Je redresse la tête, que je gardais jusqu'ici pencher vers mon assiette, pour considérer l'étrange proposition de Lady Anastasie.

- Je n'y vois pas d'objection, mais, pourquoi me solliciter pour une telle chose ?

- Voyez-vous, mon cher Simon trouve que je manque d'inspiration en ce moment. Vous comprendrez, qu'il m'est difficile de faire une telle requête à quelqu'un d'autre qu'une personne de confiance, voilà pourquoi je vous le demande.

- Voilà quatre jours que je séjourne ici, et vous me considérez déjà comme une personne de confiance.
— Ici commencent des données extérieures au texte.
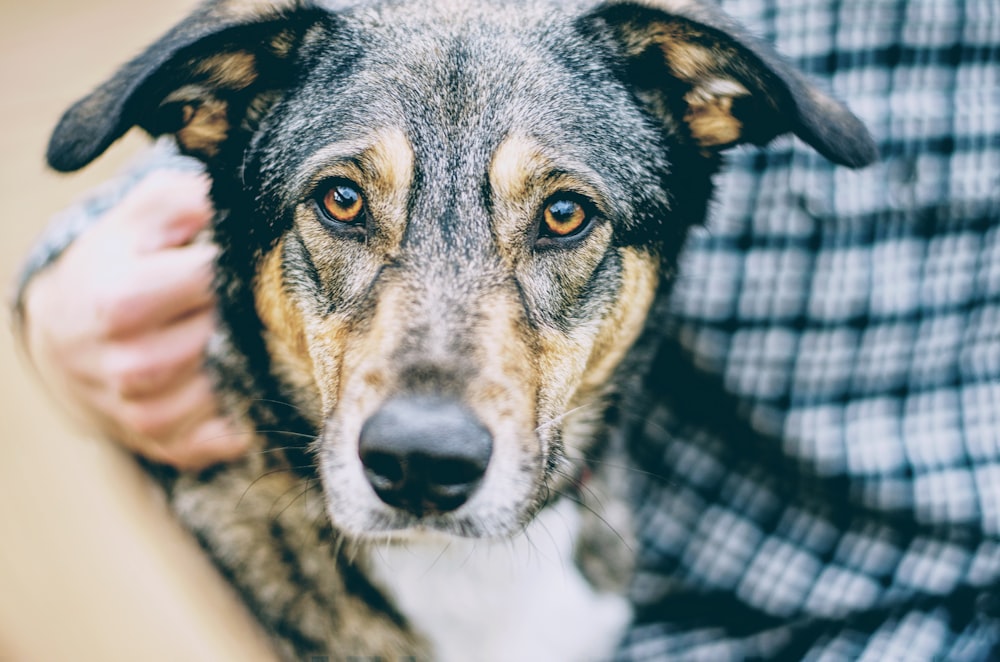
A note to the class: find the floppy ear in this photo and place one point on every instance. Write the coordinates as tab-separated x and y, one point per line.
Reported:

- Mon frère vous fait confiance, cela me pousse à croire que je peux faire de même.

- J'espère bien.

Je regarde Simon qui sourit, amusé par la situation.

13h38

Je frappe à la porte ouverte de l'atelier de Lady Anastasie.

- Entrez, dit-elle de derrière son bureau.
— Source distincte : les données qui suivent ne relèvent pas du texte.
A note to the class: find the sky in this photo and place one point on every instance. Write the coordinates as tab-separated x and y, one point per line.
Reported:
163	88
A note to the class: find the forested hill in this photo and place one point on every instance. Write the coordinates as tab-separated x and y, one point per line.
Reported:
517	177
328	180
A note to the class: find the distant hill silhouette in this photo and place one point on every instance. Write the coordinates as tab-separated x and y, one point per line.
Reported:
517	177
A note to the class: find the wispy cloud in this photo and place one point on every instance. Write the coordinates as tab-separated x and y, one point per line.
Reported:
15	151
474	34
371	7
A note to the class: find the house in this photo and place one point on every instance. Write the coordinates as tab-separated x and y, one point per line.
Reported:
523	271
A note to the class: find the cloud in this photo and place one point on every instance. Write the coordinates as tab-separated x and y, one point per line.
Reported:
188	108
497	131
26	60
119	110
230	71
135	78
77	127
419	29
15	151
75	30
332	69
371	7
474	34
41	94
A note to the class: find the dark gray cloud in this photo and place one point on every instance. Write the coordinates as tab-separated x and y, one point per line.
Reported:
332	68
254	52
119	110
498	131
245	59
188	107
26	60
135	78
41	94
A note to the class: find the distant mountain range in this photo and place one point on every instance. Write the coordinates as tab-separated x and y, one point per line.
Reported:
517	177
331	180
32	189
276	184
Je pénètre dans la pièce et comprends ce qu'elle voulait dire par « manque d'inspiration » ; la quasi-totalité des croquis et des tableaux présents sont des portraits de Lord Victor Grey. Je la vois se frotter les mains d'embarras en remarquant que je me suis aperçue de la folie qui m'entoure.
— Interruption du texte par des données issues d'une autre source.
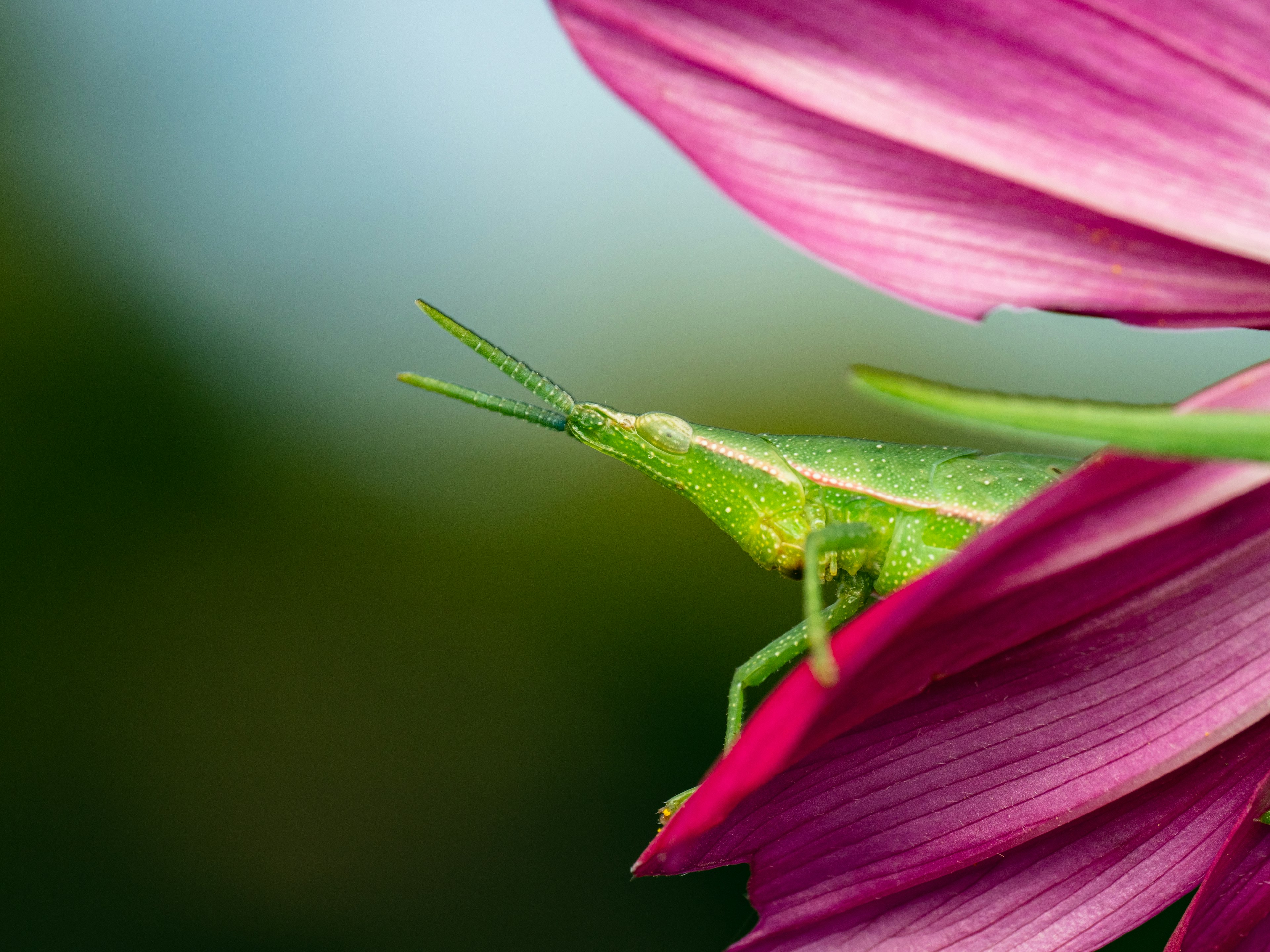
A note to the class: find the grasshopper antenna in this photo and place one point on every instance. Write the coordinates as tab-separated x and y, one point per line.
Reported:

- Un manque d'inspiration, n'est-ce pas ? dis-je doucement pour ne pas la heurter.

- Lorsque je le peins, j'ai l'impression de le faire revivre pendant quelques jours, quelques heures. Puis, l'image se fixe, le travail se termine, et il retourne entre les morts. C'est le seul moyen que j'ai trouvé. J'ai peur que si j'arrête de le représenter, le souvenir finisse par mourir.

- Je comprends... soufflé-je. Je me souviens à peine de ma mère et cela me brûle le cœur.

- Simon dit qu'il faut que j'arrête, que cela me fait plus de mal que de bien. Mais il ne comprend pas, il ne peut pas savoir ce que cela fait d'avoir perdu la personne qui lui est chère.

- Était-ce cela le sujet de votre dispute d'il y a deux mois ?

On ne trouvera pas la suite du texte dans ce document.